Students of modest ability who played it safe, avoided hard courses, grubbed for grades and finished in the top 10 percent are admitted ahead of more talented and ambitious classmates who took honors courses, had leadership roles in extracurricular activities and finished in the second 10 percent. This gives students the wrong incentives, and it's unfair to the stronger students. This is all true.
Critics also emphasize that the law hurts students at strong, highly competitive high schools, which is also true. But the law also creates unfairness within each high school, preferring students with the best grades over students with the best overall records — and no one claims any social justification for that.
The law's supporters say it is the best tool yet devised for motivating students at low-achieving high schools. University officials can promise students in those schools that 10 percent of them are guaranteed admission to the flagship universities. They are competing only with their own classmates; they need not outperform affluent students elsewhere. They do not have to trust the universities to be fair; students at their school are guaranteed admission.
This, too, is true. The law is an essential means for motivating students in inner-city, rural and small-town high schools.
Each side also believes some myths. The law's critics believe it admits unqualified students who flunk out. But with the help of retention programs, top-10-percent students from weak high schools progress toward their degrees with about the same success rates as other students.
The law's supporters believe it is a mechanical means of ensuring ethnic diversity at the university. They think traditional affirmative action depends on discretionary efforts by university officials, but that the 10-percent law works automatically. Not true.
Targeted recruiting, financial aid and retention programs have been essential to make the law work at minority high schools. Neither traditional affirmative action nor the 10-percent law can succeed without committed effort by university officials. The two approaches work in complementary ways, and Texas needs both.

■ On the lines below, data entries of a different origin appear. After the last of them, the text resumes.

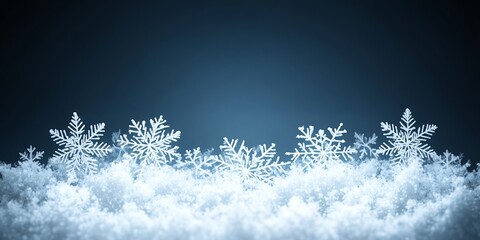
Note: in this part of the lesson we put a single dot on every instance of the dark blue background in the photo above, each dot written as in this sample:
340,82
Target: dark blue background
248,70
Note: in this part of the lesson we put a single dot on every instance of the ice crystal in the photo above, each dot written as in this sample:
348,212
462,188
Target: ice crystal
447,159
406,143
363,146
319,148
151,146
201,163
252,165
30,156
79,150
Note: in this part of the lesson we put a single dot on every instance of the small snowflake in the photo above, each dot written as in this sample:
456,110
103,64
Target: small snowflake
406,144
79,150
30,156
151,146
320,149
201,162
363,145
252,165
447,160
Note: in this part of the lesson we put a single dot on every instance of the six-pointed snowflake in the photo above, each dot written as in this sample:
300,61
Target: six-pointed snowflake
29,157
79,150
363,146
252,165
319,148
151,146
201,163
406,144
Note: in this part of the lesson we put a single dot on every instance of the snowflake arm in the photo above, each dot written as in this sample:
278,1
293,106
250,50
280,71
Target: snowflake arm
151,146
79,150
252,165
406,143
31,157
319,149
447,160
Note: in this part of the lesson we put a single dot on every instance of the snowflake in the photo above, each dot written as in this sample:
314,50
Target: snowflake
151,146
252,165
447,160
200,162
407,143
320,149
79,150
363,145
30,156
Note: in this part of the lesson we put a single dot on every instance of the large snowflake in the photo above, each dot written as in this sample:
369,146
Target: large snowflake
29,157
447,159
252,165
319,148
201,163
79,150
363,146
151,146
408,142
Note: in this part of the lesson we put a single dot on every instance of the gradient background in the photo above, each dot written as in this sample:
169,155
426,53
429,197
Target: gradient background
248,70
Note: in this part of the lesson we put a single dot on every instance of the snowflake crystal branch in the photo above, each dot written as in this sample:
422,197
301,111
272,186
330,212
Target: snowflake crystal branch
79,150
252,165
320,149
151,146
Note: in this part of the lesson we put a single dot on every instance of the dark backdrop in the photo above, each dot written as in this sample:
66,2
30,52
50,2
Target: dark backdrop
248,70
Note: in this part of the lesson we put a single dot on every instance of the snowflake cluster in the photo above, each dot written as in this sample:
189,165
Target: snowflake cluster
31,157
252,165
319,149
363,146
406,144
153,146
201,163
79,150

Focus now on the points that each side is right about. It is unfair, and creates bad incentives, to admit all students on the single criterion of class rank. But guaranteed admissions from each high school powerfully motivates talented students in low-achieving high schools. A simple legislative solution would implements both insights:
.First, vary the size of the guarantee so no campus has to take more than half its freshman class under a percentage law. Depending on applicant flow, it might become a 6-percent guarantee at UT-Austin, a 10-percent guarantee at A&M and a 20-percent guarantee elsewhere. That solves the problem of UT-Austin being overwhelmed by guaranteed admissions, and it leaves seats available for more applicants from the strongest high schools.

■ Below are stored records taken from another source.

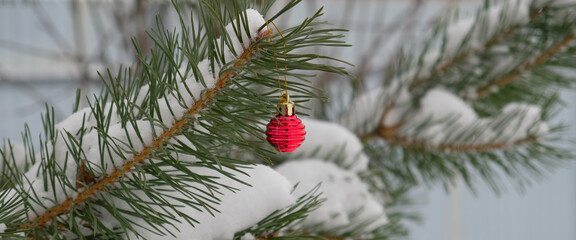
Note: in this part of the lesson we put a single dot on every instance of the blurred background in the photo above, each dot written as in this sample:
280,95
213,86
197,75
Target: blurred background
48,49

.Second, retain the guarantee that every high school is entitled to its share of admissions.
University officials could still go to lowachieving high schools and promise that a percentage of every school's graduating class would be guaranteed admission. That keeps the law's recruiting and motivational benefits.

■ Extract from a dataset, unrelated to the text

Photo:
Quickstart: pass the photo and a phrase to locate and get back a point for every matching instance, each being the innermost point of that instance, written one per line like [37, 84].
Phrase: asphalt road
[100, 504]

.Third, let the universities choose the students to be admitted from each high school. Let recruiters tell high school students that they are still competing only with their own classmates, but they are comp eting on the full range of academic criteria. Their grades will matter, but so, too, will the courses they choose and their writing skills, activities, recommendations and test scores.
It would be a mistake either to repeal the 10-percent law or to leave it as it is. The key to a winwin solution is to separate its essential feature from its incidental ones. Ten percent instead of some other number is incidental, and 10 percent is overwhelming UT-Austin.
Admitting students solely on the basis of grades is incidental, unfair and gives students the wrong incentives.
But the essence of the 10-percent law is that it guarantees admission to students from every high school in Texas. We can honor that guarantee without keeping the features that cause the problems.